El Padre Rojas.—Sabel.
sabel (sale muy apresurada de la alcoba).
Escuche una palabra, Don José. ¿Dónde ha dejado la receta?
doctor (desde la puerta).
No he recetado.
sabel
¡Vaya un aquél! ¡Y para eso cuatro duros, que no los gana un pobre trabajando desde que Dios amanece! Dinero más tirado….. A lo menos cumpliese, recetando todos los días, como es debido.
el padre rojas
La enferma parece que está mejor.
sabel
¡Mejor! ¡Ay! no sé qué le diga. Aquel corazón está penando mucho
el padre rojas
La gracia de Dios le dará fuerzas.
sabel
Por resignación que haya, no puede ser que se aparte del señorito sin que le cueste muchas lágrimas. Y hace bien, pobrecita: es la ley que le tiene.
el padre rojas
Las lágrimas son como piedras preciosas, que á los ojos de Dios avaloran el sacrificio de esa pobre señora.
sabel
Serán, sí, señor. Yo no le digo á usted menos. Pero tocante á que el señorito se camine de la casa, me parece que es pedirle los imposibles.
el padre rojas
Si verdaderamente quiere á la enferma, cederá.
sabel
¡Pues por lo mismo que la quiere más que á las niñas de sus ojos!

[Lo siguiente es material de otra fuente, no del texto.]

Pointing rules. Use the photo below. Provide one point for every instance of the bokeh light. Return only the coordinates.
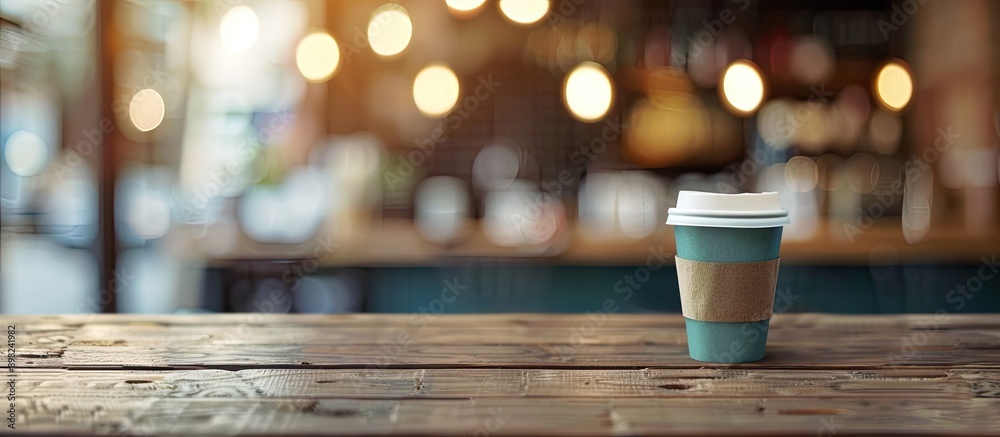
(317, 57)
(524, 11)
(801, 174)
(148, 214)
(441, 208)
(742, 87)
(25, 153)
(146, 110)
(894, 85)
(496, 166)
(435, 90)
(588, 92)
(389, 30)
(465, 5)
(239, 29)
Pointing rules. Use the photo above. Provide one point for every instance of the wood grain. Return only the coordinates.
(518, 374)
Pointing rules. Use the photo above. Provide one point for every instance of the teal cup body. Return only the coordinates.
(727, 342)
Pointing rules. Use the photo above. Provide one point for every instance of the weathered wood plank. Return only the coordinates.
(495, 417)
(795, 341)
(815, 320)
(832, 354)
(485, 383)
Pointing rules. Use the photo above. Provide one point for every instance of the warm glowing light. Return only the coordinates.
(894, 85)
(465, 5)
(317, 56)
(389, 30)
(239, 29)
(146, 110)
(587, 92)
(26, 153)
(435, 90)
(524, 11)
(801, 174)
(742, 87)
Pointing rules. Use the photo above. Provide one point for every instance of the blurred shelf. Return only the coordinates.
(396, 243)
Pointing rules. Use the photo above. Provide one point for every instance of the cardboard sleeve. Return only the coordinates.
(727, 292)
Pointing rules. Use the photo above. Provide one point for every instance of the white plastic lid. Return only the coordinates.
(746, 210)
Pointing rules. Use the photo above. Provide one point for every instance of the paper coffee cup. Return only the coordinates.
(727, 266)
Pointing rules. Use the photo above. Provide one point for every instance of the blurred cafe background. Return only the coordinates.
(448, 156)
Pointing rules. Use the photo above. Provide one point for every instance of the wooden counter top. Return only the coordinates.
(514, 374)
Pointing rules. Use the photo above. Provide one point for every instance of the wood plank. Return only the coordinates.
(829, 355)
(500, 416)
(487, 383)
(795, 341)
(814, 320)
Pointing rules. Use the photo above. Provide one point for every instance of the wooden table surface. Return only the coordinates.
(512, 374)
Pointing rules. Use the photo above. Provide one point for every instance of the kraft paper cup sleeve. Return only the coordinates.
(727, 292)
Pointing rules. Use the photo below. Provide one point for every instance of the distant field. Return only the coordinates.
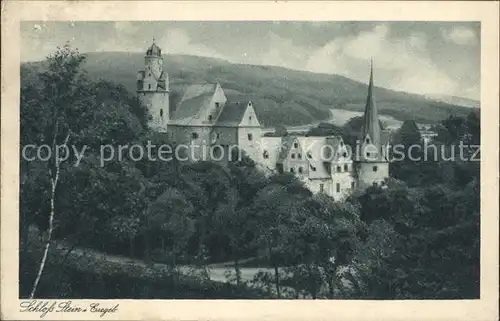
(279, 95)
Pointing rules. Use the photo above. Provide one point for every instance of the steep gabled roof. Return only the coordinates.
(232, 113)
(286, 145)
(311, 145)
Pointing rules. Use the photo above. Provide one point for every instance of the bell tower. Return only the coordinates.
(153, 88)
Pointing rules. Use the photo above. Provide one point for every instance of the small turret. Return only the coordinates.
(153, 88)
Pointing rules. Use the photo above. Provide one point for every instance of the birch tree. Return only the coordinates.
(60, 83)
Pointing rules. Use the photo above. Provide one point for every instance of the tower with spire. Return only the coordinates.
(372, 164)
(153, 88)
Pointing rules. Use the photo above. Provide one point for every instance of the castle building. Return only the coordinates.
(206, 119)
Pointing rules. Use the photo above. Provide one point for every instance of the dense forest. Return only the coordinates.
(152, 229)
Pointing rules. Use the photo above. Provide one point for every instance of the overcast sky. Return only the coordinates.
(419, 57)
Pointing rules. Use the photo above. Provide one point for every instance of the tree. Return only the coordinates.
(171, 218)
(60, 87)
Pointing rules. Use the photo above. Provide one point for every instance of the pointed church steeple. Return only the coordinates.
(371, 126)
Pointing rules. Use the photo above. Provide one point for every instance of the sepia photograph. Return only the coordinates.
(246, 160)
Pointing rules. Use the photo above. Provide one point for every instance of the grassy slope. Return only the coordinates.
(281, 96)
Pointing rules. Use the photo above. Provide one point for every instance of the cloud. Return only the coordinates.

el padre rojas (con dulzura).
¡Qué pena me causa oirte, hija mía! Se adivina en ti un corazón sencillo, lleno de bondad, pero tan descuidado en su educación religiosa... No dejes que hable por tus labios el espíritu de este siglo, sensual y egoísta. Quédese eso, hija mía, para los poderosos dela tierra; para el rico avariento que busca la felicidad en esta vida mortal. No para ti, pobre mujer, que jamás te rebelaste contra la ley divina del dolor y del trabajo; sierva resignada, que ganas tu pan en el hogar ajeno, y que serás ensalzada con todos los humildes!